2. God's concerned for people. Are we?
In these chapters we have seen:
In these four short chapters we should note the following:
It seems quite clear from these chapters that Jonah, who we tend to call a prophet (one who hears from God His word to pass on to others), has some wrong ideas about the Lord, which might be listed as follows:
God is limited in space and therefore you can run away from Him.
God only gives us tough jobs that would be better avoided.
God is out to kill us if we fall down on the job.
God changes His mind and so can't be trusted to judge people when He says He will
God's Amazing Grace
Again and again in these Conclusions you will find us highlighting God's grace. That's simply because it is constantly there being revealed throughout Scripture. Again, let's list the ways it is seen in this little book:
God doesn't just destroy sinful Nineveh ;
He gives it the opportunity to change to avoid judgement.
He chooses a prophet who He knows (Scripture tell us God knows everything about us) is going to have problems – but He also knows he's come through in the end!
He doesn't just let Jonah run away and miss out on some life changing learning, but creates a storm to challenge everyone.
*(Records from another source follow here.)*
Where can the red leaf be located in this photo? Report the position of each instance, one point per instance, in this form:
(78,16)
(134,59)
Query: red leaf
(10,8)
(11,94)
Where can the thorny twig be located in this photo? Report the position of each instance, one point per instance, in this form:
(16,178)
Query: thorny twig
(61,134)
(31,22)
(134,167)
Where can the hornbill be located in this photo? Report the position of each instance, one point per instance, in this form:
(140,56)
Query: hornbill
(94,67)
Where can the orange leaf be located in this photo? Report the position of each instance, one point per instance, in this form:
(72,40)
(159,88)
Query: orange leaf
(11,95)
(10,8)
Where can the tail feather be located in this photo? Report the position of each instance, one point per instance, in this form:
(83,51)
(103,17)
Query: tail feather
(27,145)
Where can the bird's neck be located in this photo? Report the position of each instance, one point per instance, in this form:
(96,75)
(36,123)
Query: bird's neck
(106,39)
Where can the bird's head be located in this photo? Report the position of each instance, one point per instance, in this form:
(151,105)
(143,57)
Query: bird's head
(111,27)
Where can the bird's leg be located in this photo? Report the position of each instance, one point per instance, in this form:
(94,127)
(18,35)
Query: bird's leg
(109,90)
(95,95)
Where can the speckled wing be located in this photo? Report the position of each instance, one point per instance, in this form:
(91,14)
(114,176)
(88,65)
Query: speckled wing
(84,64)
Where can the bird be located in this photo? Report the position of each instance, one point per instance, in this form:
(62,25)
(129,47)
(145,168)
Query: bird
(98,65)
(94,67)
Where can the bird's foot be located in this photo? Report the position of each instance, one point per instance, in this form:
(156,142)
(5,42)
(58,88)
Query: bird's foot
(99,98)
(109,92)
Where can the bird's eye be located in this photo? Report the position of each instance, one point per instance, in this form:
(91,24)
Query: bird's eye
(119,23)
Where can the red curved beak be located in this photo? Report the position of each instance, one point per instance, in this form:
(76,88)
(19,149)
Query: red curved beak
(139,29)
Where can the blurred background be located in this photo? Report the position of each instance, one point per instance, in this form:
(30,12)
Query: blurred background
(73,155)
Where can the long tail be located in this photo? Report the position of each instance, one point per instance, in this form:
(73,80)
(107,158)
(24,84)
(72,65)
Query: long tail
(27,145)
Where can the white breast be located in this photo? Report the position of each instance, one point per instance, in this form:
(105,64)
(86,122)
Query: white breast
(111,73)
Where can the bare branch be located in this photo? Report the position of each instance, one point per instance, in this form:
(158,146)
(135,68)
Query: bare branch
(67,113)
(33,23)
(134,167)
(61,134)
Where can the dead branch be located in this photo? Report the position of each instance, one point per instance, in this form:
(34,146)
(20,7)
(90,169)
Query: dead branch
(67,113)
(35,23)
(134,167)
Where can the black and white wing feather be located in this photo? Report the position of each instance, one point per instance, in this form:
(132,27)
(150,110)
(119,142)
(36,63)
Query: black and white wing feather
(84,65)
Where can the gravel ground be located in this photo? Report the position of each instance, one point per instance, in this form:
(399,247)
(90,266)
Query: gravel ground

When Jonah gets suicidal He catches him with a fish.
As soon as Jonah is overboard He stills the storm to save the sailors.
He gives Jonah sufficient time to come to his senses in the fish.
As soon as he does, the Lord releases him onto the land. God works (implied) in the people of Nineveh bringing conviction in response to the word that has come.
When Nineveh repents, God relents and saves them.
When Jonah is angry and complaining, the Lord graciously doesn't bring him tough discipline.
While Jonah is angry the Lord graciously provides him with a real life parable.
When Jonah is too obtuse to see the point of it, the Lord graciously explains it to him.
How does all this apply to us? Well, very often we're like Jonah and we exhibit all the same misconceptions Jonah showed. Check them out again in the paragraphs above. Yet what is more wonderful, the Lord deals with us in the same gracious way.
This isn't really a story about Nineveh; it's a story about a muddled prophet and a gracious God! Isn't it great!